Olivia nieznacznie pokiwała głową i objęła mnie rękoma, a następnie splotła dłonie na moim karku. Sam jej dotyk sprawił, że poczułem przyjemne dreszcze. Uwielbiałem w Holm to, że potrafiła zrobić ze mną rzeczy, których nie potrafiła żadna inna kobieta. Była moją boginią.
– I tak się o ciebie martwię, Neil. – wyznała po krótkiej pauzie.
Przycisnąłem wargi do jej miękkich, pełnych ust.
– Wiem – odparłem, gdy niechętnie odsunąłem się o kilka centymetrów, by móc spojrzeć Olivii w oczy. – Ale chcę to wreszcie załatwić. Zasługujemy na szczęśliwe zakończenie, prawda?
Oli posłała mi delikatny uśmiech.
– Oczywiście, że tak. Ale niepokoi mnie twoje zdrowie, Neil – sapnęła z frustracją. – Jesteś jeszcze słaby, źle sypiasz, często kulejesz na nogę, którą przebili ci gwoździem, miewasz duszno...
– Ej – przerwałem jej, nim zdążyła rozkręcić się na dobre.
Nie chciałem, żeby Olivia przypominała mi o rzeczach, które każdego dnia celowo ignorowałem. Postanowienie o odcięciu się od przeszłości, było strzałem w dziesiątkę. Może i nie wróciłem do pełni sił, ale im częściej wmawiałem sobie, że czuję się świetnie, tym częściej naprawdę zapominałem o jakimkolwiek dyskomforcie i funkcjonowałem, jak gdyby nigdy nic. Tego właśnie potrzebowałem – normalności.
– Nie jest ze mną aż tak źle – rzuciłem rozbawionym głosem. – Nic mi nie będzie. Poradzimy sobie, w końcu jesteśmy z Malbatu.
– A nie można załatwić tego jakoś inaczej? – nie odpuszczała.
Chwyciłem Olivię za biodra i gwałtownym ruchem przesunąłem jej ciało do krawędzi blatu. Pisnęła, po czym odruchowo jeszcze mocniej objęła moją szyję, śmiejąc mi się prosto w usta.
– Porozmawiam z Alberto – wymamrotałem, gdy poczułem słodki zapach owocowego błyszczyku. Oblizałem wargi, chciałem go posmakować i obiecałem sobie, że zaraz to zrobię. – Spróbujemy załatwić sprawę z Moore polubownie.
Oli zamrugała z niedowierzaniem.
– Poważnie?
– Nie – parsknąłem śmiechem. – Poślemy skurwysyna do piachu, tylko taka zemsta ma sens. – dodałem, nim Olivia zdążyła klepnąć mnie otwartą dłonią w bark.
– Neil!
Znudzony słuchaniem ciągłych wywodów, ułożyłem rękę na karku Olivii i przyciągnąłem ją do siebie. Nasze usta złączyły się w pocałunku, którego nie sposób było jednoznacznie określić. Dla mnie był przepełniony rozkoszą, ekscytacją i niemiłosierną żądzą. Dla Olivii – zapewne desperacją, strachem i smutkiem.
Bała się, a ja się nie bałem.
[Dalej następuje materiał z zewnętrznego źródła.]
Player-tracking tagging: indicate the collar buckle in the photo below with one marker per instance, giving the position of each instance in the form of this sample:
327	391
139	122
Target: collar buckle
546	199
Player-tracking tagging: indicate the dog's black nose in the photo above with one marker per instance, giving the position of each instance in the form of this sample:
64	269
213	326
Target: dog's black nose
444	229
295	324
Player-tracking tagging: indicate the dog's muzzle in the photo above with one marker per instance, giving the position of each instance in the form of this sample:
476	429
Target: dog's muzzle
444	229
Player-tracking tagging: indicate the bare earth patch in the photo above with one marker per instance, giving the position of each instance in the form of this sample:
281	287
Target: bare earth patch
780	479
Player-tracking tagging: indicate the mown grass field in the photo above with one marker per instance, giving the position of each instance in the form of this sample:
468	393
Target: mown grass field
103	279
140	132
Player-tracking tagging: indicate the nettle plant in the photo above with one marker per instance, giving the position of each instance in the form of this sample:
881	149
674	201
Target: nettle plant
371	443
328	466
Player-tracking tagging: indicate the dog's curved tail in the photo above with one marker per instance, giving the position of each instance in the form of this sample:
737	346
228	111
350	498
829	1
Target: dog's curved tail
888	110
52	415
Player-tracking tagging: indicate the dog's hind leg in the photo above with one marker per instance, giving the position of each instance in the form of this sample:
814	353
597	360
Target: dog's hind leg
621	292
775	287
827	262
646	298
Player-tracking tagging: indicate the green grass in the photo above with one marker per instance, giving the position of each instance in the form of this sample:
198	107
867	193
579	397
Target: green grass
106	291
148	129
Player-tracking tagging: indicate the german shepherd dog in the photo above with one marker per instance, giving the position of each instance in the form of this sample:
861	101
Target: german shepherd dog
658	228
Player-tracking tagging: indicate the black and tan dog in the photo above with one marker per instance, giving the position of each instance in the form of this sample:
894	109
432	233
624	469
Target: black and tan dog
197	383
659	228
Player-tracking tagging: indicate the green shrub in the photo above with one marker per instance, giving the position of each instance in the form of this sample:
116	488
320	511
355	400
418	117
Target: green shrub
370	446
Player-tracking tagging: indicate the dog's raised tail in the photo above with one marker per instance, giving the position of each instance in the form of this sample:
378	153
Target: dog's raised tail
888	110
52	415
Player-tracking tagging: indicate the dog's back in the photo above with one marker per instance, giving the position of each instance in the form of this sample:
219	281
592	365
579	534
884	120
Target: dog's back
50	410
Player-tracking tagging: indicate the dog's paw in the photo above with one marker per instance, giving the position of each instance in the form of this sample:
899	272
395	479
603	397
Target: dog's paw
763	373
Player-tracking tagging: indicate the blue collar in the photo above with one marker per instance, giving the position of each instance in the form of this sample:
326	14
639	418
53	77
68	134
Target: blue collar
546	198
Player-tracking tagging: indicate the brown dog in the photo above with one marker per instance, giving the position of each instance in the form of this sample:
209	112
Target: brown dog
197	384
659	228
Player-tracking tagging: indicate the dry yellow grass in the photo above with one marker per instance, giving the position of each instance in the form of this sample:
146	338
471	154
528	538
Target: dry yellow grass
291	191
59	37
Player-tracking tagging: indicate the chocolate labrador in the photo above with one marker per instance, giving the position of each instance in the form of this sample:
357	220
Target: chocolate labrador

Chciała mnie zatrzymać, a ja nie chciałem stać w miejscu. Próbowała wytłumaczyć mi swoje obawy, a ja nie słuchałem. Miała nadzieję, że zmieni moją decyzję, a ja byłem cholernie uparty.
Na ułamek sekundy oderwałem dłonie od ciała Olivii i uniosłem ręce nad głowę. Moja koszulka, zdjęta przez Holm szybkim, płynnym ruchem, wylądowała na podłodze. Sięgnąłem do kieszeni, wyciągnąłem prezerwatywę, rozerwałem opakowanie zębami i rozpiąłem rozporek, by wreszcie uwolnić zniecierpliwionego Arnolda. Napierał na materiał spodni tak mocno, że miałem wrażenie, iż zaraz przebije się na wylot, co w gruncie rzeczy nie byłoby takie złe. W końcu nieważne jak, ważne by skutecznie dostać się do cipki Olivii.
Palce kobiety muskały moją skórę, czułem ciepło bijące spomiędzy jej rozszerzonych nóg, temperatura w kuchni raptownie wzrosła. Nie mieliśmy dużo czasu, więc zamiast zdjąć majtki Oli, po prostu odsunąłem je na bok.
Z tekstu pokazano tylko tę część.